TAHAP REVISI🙏
***
Berawal dari kata 'tidak suka' hubungan mereka kian dekat karena sebuah pertengkaran. Batu yang keras, akhirnya luluh oleh air yang tenang.
Seperti itulah Gia dan Riza, dua remaja yang menaiki tangga bersama dari tidak suka, menjadi suka, lalu ke nyaman, dan berakhir dengan saling menyayangi.
***
Sedikit kisah, dari jutaan kisah lain yang mungkin akan membuat kalian tak bisa melupakannya.
@dwisuci.mn
Karya ini diterbitkan atas izin NovelToon Decy.27126, isi konten hanyalah pandangan pribadi pembuatnya, tidak mewakili NovelToon sendiri
Bab 21
Riza menatap Gia dengan ekspresi datar. ‘Belaga alim, nyatanya? Mau juga diajak pacaran.’
'Gila, nggak nyangka gue. Gia mau aja pacaran sama nih anak.’ Bagas menggeleng miris.
‘Nggak nyangka, cewe se alim Gia mau juga diajak pacaran,' batin Dafa ikut menghujat.
Sementara Nela?
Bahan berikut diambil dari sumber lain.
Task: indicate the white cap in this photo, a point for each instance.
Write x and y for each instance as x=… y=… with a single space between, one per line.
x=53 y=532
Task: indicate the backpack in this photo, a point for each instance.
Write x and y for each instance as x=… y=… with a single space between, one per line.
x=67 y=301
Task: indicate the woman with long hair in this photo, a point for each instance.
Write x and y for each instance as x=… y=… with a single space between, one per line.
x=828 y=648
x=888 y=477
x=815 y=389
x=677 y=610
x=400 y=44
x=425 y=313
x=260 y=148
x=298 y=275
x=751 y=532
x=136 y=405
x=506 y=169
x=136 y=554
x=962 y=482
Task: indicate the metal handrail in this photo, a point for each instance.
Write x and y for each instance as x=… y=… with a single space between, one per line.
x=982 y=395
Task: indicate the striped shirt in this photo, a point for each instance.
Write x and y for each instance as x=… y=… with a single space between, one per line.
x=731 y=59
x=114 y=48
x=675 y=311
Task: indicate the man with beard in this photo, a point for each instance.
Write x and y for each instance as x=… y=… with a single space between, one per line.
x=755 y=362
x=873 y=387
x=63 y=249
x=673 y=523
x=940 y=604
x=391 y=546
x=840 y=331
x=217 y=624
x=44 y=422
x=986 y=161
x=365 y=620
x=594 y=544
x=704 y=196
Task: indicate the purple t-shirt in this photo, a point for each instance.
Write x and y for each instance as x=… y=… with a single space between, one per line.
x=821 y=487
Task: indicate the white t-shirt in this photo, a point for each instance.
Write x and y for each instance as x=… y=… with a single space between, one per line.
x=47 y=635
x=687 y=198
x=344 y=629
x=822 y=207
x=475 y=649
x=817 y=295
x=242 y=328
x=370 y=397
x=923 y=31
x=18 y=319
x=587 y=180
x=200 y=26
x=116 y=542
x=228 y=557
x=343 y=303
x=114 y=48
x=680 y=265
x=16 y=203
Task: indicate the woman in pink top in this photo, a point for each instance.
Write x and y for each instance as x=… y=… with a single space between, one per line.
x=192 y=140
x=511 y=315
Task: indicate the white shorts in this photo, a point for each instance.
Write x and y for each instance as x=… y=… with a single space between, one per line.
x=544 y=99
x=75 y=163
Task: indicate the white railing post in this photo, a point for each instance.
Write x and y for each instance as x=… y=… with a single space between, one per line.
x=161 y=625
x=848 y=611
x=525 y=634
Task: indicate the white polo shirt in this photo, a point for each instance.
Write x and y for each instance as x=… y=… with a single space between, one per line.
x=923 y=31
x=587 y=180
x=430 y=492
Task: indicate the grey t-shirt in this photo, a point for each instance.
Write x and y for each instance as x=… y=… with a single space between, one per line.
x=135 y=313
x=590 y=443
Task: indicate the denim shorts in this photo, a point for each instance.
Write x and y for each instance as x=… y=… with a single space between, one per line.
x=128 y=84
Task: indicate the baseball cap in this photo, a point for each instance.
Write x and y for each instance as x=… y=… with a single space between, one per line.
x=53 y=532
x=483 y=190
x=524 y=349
Gadis itu terlihat santai memperhatikan apa yang terjadi di depannya.
Terlihat Adit yang tersenyum cerah di sana, dengan Gia yang masih menatapnya santai.
“Aku suka kamu, karena itu aku mau temenan sama kamu!” ucap Gia membuat semua orang harus berpikir untuk memahaminya.
”Maksudnya?” tanya Adit bingung.
Gia menghela napas. “Dit, aku suka kamu, sama kayak aku suka Calvin, Bagas, Rendi, Dafa dan yang lain juga. Karena kalian temen aku, dan aku juga nggak mungkin temenan sama orang yang aku benci, kan?”
“Maksudnya, kalian di mata Gia itu sama. Dia suka sama lo, karena lo juga temennya. Intinya, posisi kalian buat Gia itu sama. Kalian semua temen Gia,” jelas Nela
“Gi, maksud aku i–”
"Adit, kalo kamu mau bilang lebih dari suka, kamu salah,” potong Gia.
Gia kembali menghela napas, dia menatap Adit seperti biasanya. “Adit, suka, cinta, dan sayang itu berbeda. Kita harus tau perbedaan, juga cara penggunaanya.”
“Apa bedanya?” tanya Dafa yang juga penasaran.
“Nanti kalian tau sendiri, satu yang pasti. Ketiganya memiliki satu kesamaan, sama sama melibatkan hati dan perasaan. Jadi, harus mikir berulang kali kalo mau ngungkapinnya.” Gia tersenyum kecil.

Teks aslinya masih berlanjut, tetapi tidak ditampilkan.